On Saturday 08 September 2007 01:45, Mike McMullin wrote:
On Sat, 2007-08-09 at 00:49 -0400, Bob S wrote:
Hello SuSE people,
This is especially for you guys/gals that run 3or 4 os's on a big hard drive. How do you handle the primary and extended partitions?
A while back I purchased a 250 GB Sata drive, intending to install different os's and or versions of SuSE. I installed 10.2 on my shiny new drive but I stupidly partitioned 3 primaries, /, /swap, and /home, and used the fourth primary for the extended partition. Dumb move - Out of partitions with about 150GB of free space. (I run 10.0 on another small IDE drive)
Mike,thanks for replying. You have answered some of my nagging questions about usability.
I've got a big HD on my main system, and I'm running 5. Two Os's on one one hd and three are on the big drive. The one with three partitions I set up as such: hdb1=swap, hdb2=/ for 10.1, hdb3=/home for 10.1, then there is an extended partition where hdb5=/ for 10.2, hdb6=/home for 10.2, hdb7=/ for LinuxXP. I do have on hda2 a swap partition, on hda1 Windows XP, on hda3 Ubuntu root, and on hda4 Ubuntu Home.
That explains quite a bit.
Now, I guess I could move my /home and /swap into the extended partition to free up two primary partitions. Hopefully that would give me access to the rest of the unused space on the drive. I always liked having my /home on it's own partition to guard it from mishap. Now, here are some of my questions:
Is the /home as safe residing in the extended partition? I could never delete or change the extended partition because they would wipe out /home - right?
Yes to both, almost. You could always backup your /home partition to move it to a new hard drive. Strategies for this have been discussed ad nauseum on this list over the past 18 or so months.
Yeah, I guess I could do that. Move it inside the extended partition or another drive, but then I couldn't use that empty primary because it would be isolated between the /swap and the extended partition and not be able to access the free space left on the disk behind the extended partition as Felix explained. Wonderful ! What dumbness in the original partitioning scheme I made.
Is it a good idea to have /swap on the extended partition? Do you use the same /swap for all of the os's? (e.g. like my /swap for 10.0 on the IDE drive?)
I have my swap in a primary partition on any drive that I have a swap on, and I have the 4 Linux's use the swap partition on hdb. I'm keeping the one on hda there in case I remove my hdb.
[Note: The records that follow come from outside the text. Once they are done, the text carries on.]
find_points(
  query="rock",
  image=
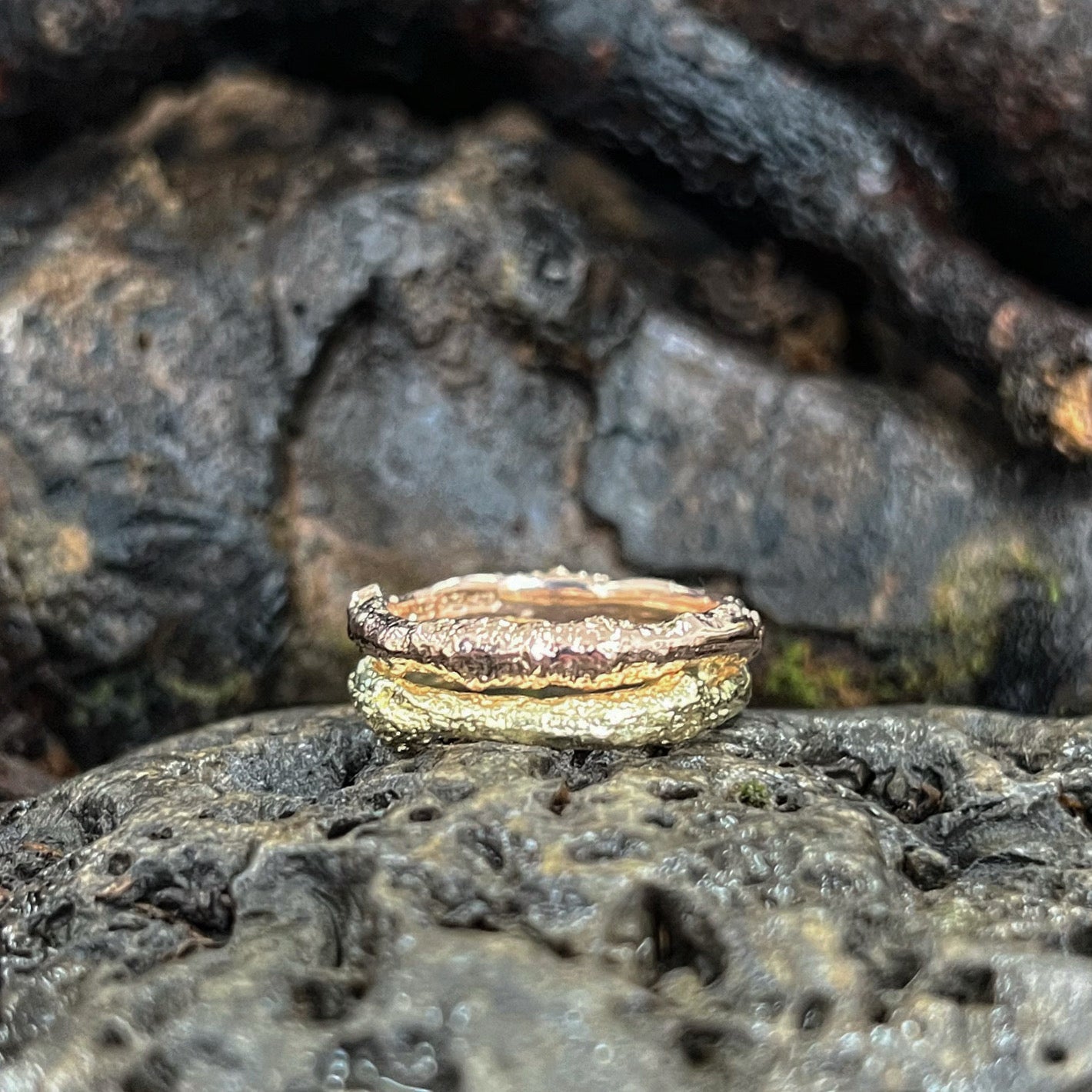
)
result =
(884, 897)
(260, 345)
(224, 354)
(850, 510)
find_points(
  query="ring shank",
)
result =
(558, 626)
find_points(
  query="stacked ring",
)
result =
(551, 658)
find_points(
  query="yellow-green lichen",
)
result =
(753, 793)
(794, 674)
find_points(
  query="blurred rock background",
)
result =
(293, 299)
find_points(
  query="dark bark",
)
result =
(1019, 70)
(657, 78)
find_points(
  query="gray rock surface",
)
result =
(798, 901)
(260, 345)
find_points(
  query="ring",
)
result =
(558, 658)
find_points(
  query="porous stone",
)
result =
(874, 899)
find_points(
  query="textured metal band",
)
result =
(491, 629)
(675, 707)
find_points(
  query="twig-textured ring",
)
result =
(551, 658)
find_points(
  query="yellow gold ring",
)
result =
(551, 658)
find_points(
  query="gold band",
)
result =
(553, 658)
(675, 707)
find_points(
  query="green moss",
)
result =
(231, 691)
(974, 587)
(792, 673)
(754, 793)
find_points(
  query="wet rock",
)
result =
(894, 897)
(262, 345)
(226, 353)
(849, 509)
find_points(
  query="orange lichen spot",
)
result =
(72, 551)
(1071, 415)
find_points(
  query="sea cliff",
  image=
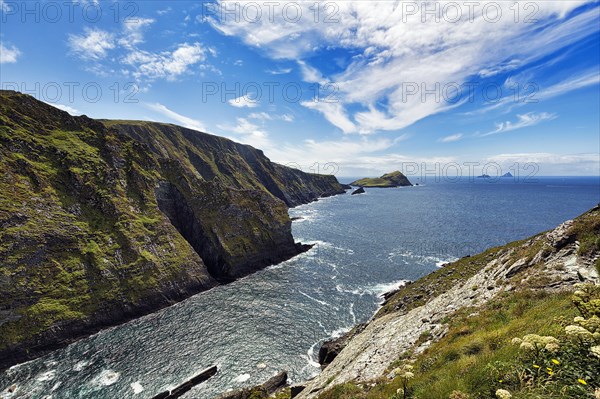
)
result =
(103, 221)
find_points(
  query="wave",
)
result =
(106, 378)
(437, 260)
(315, 299)
(241, 378)
(136, 387)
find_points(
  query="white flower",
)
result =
(527, 346)
(578, 332)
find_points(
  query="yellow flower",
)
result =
(503, 394)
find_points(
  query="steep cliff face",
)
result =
(104, 221)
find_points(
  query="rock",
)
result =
(330, 349)
(295, 390)
(516, 267)
(269, 387)
(212, 211)
(393, 179)
(188, 385)
(562, 235)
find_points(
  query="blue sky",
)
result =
(354, 87)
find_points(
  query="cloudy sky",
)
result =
(351, 87)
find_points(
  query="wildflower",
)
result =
(578, 332)
(527, 346)
(503, 394)
(552, 347)
(408, 375)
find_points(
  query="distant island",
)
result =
(393, 179)
(484, 176)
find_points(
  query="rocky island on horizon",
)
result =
(392, 179)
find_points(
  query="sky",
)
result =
(354, 88)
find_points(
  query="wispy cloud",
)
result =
(66, 108)
(269, 117)
(8, 55)
(583, 79)
(452, 138)
(167, 64)
(401, 48)
(93, 44)
(280, 71)
(185, 121)
(524, 120)
(244, 101)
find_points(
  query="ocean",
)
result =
(277, 318)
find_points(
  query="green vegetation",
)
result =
(393, 179)
(527, 343)
(81, 231)
(479, 356)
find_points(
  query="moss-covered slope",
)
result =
(392, 179)
(104, 221)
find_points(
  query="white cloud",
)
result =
(451, 138)
(8, 55)
(93, 44)
(399, 48)
(546, 164)
(166, 64)
(524, 120)
(66, 108)
(269, 117)
(584, 79)
(4, 7)
(164, 11)
(244, 101)
(180, 119)
(280, 71)
(334, 113)
(133, 31)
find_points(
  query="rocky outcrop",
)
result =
(269, 387)
(393, 179)
(330, 349)
(549, 261)
(104, 221)
(182, 389)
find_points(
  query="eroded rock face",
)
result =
(104, 221)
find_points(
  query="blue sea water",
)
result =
(277, 318)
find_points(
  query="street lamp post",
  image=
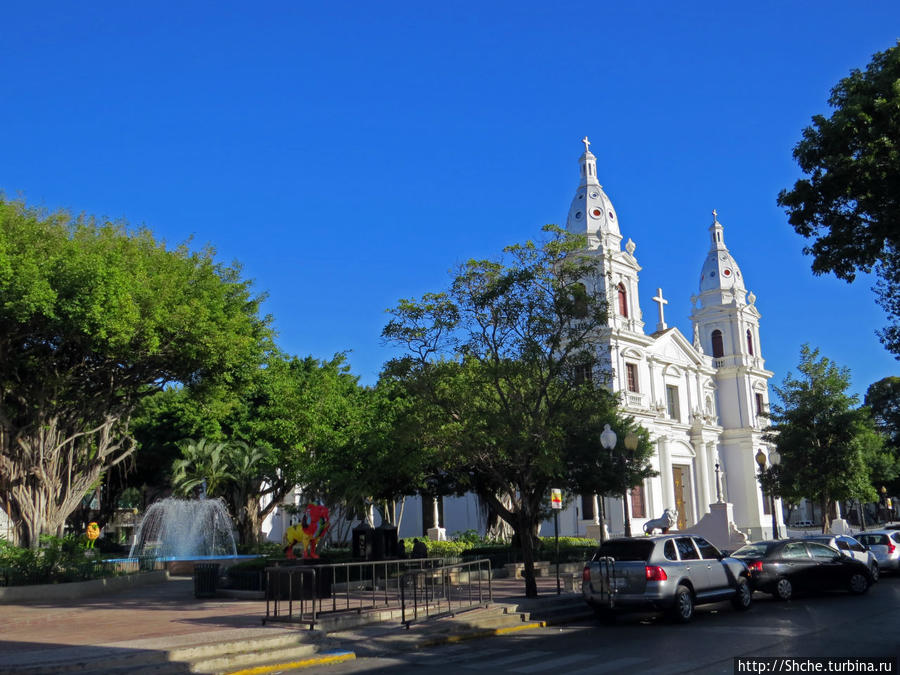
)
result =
(608, 440)
(775, 458)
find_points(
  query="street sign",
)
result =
(556, 498)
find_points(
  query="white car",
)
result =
(885, 544)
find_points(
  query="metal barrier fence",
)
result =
(301, 593)
(445, 590)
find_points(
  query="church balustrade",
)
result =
(634, 400)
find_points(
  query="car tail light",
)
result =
(655, 573)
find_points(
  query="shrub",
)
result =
(59, 559)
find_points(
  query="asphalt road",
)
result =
(832, 625)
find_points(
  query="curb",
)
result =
(475, 635)
(319, 660)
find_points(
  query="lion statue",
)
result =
(666, 521)
(92, 533)
(307, 532)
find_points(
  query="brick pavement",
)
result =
(164, 610)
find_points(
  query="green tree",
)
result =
(848, 205)
(505, 366)
(94, 319)
(883, 400)
(277, 426)
(828, 444)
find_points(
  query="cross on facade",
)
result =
(659, 300)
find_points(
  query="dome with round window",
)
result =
(591, 213)
(720, 269)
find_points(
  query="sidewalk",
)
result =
(166, 615)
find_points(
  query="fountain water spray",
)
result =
(185, 529)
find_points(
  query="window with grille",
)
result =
(623, 300)
(718, 347)
(638, 509)
(631, 372)
(672, 402)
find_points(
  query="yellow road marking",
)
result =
(315, 661)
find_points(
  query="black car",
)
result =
(786, 566)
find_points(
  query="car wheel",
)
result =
(784, 589)
(683, 609)
(743, 597)
(859, 583)
(605, 614)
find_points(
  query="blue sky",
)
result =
(350, 154)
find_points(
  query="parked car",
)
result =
(885, 544)
(787, 566)
(668, 572)
(851, 548)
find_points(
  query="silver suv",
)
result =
(669, 572)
I'll tweak Ubuntu to use it using a live cd to make the edit to fstab.
OK, so I really only need one /swap for 10.0, 10.2, and the future 10.3, right?
How do you manage to run 3 or 4 os variants on just 4 primary partitions?
I give my heavy lifting/everyday Linux the primary partitions and use the extended partition for checking out other releases/distros.
Understood and appreciative of your strategy.
Love to hear your individual strategies.